The Illinois Democrat’s self-discipline, calm, intelligence, experiences, eloquence and ability to reach out to a panorama of Americans with widely different backgrounds have impressed us. The Arizona Republican, for his part, has sometimes displayed an irritability and negativity unsuited to an office that combines the functions of head of government and head of state.
Senator McCain has criticized his opponent for allegedly having too little experience. But consider Mr. Obama’s knowledge of America at the neighborhood and at the national level. Consider how well he understands and articulates the challenges and opportunities of our heterogeneous world and his obvious capacity for empathy and his ability to listen. (That is not to say, of course, that we laud his associations with the Rev. Jeremiah Wright and some other dubious Chicagoans. But then, Mr. Obama, like Mr. McCain, has had a very complicated life.)
Mr. Obama was educated at Occidental and Columbia colleges and Harvard Law School, where he was president of the Harvard Law Review. His work in an international business consultancy, and then as a lawyer, writer, community organizer and politician has repeatedly demonstrated his ability to work with and inspire people in very different settings. And in his presidential race, he has shown an impressive management ability by organizing and running a vast and complicated campaign whose success would have seemed implausible two years ago.

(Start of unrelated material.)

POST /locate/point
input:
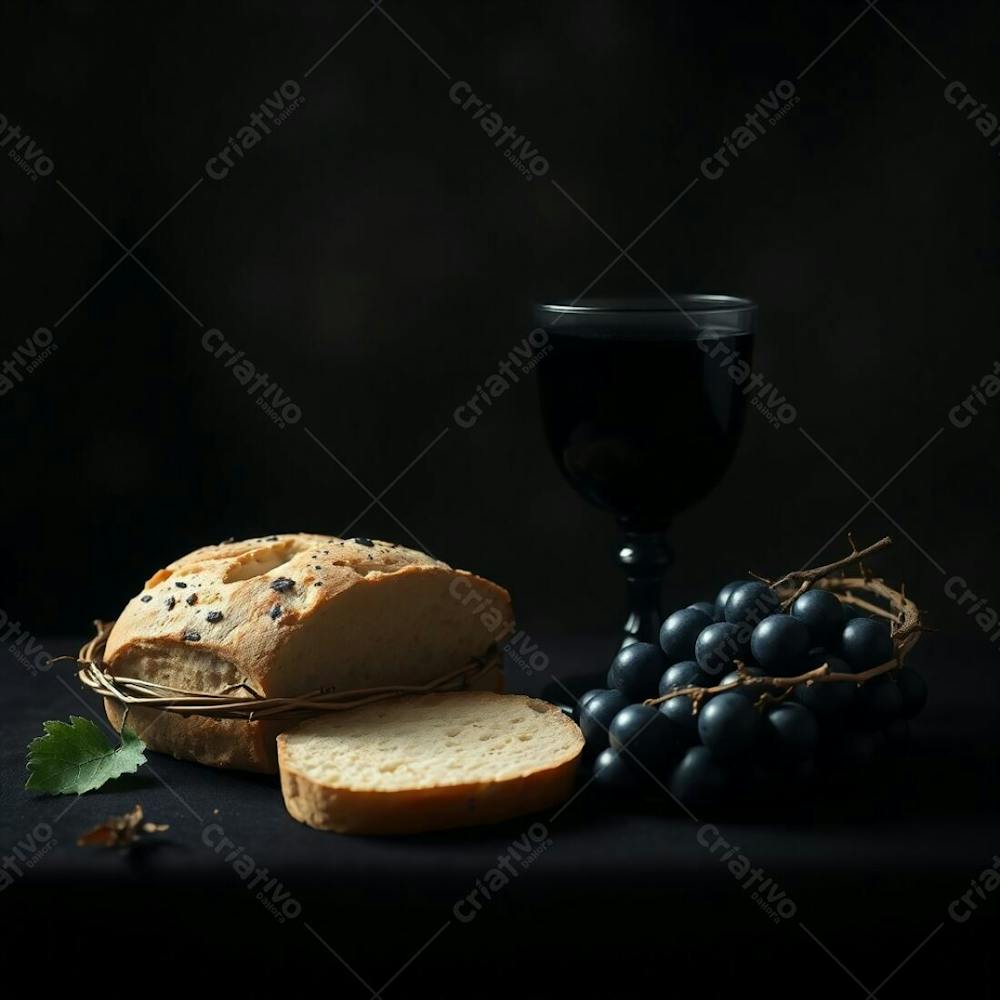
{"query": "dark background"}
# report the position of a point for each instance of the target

And, yes, consider Senator Obama’s culturally complex national and international background, and that he has known both affluence and poverty. He has, in short, been informed by a very rich set of experiences, some very challenging emotionally and intellectually, that should strengthen his capacity for national and international leadership.
John McCain, of course, is an impressive leader — with a record for bravery and independence. But in his effort to gain the support of the Republican base, he has cast off some of the ideals that for a long time made him so attractive to us. While he used to be a deficit hawk, who warned about the effects on our over-indebted society of federal budget deficits, in this election cycle he has backed continued big tax cuts weighted to the wealthy. He has also supported some of the Bush administration’s constitutionally flawed policies in the “War on Terror.” His response to the credit crisis has been erratic, with several ill-considered schemes put forward. And he seems less likely to effectively address the urgent need for health-care reform and independence from fossil fuel than Mr. Obama.
Neither of the candidates’ economic plans add up: They both ignore the scary deficit and contain absurd promises (as in all such campaigns), but Senator Obama seems to us to be more likely to develop a coherent and effective program. Mr. Obama, whose advisers include the likes of Warren Buffett and Paul Volcker, has displayed more interest in and knowledge of economics than has Senator McCain, who thought that this election would be mostly about national security and foreign affairs instead of how to deal with a financial disaster. We suspect, by the way, that Messrs. Obama’s and McCain’s national-security and foreign policies in practice would not be nearly as different as some have predicted.
There is also the matter of vice-presidential selections, probably the most important one a presidential candidate makes. In this, the 72-year-old McCain has come up short. Alaska Gov. Sarah Palin, whom Senator McCain apparently chose to appeal to his party’s right wing, is intelligent and often engaging but has not yet shown the breadth of knowledge, the judgment or the temperament needed to be a good president. Senator Obama’s choice, Delaware Sen. Joseph Biden, however, has that knowledge and experience, however irritating his egotism.
The next president will have to deal with a Congress that, although almost certainly Democratic, will sometimes want to go its own way. And all successful American politicians must be willing to shift course and endlessly experiment in that broad center that Americans want to stay in.
“We do not know what the future will bring except that it will be different from any future we could predict,” said John Maynard Keynes. So above all, our choice comes down to broad themes and a sense of a candidate’s judgment, temperament and experience, and hence ability to lead the country as unforeseen events roll in. Thus we endorse Barack Obama.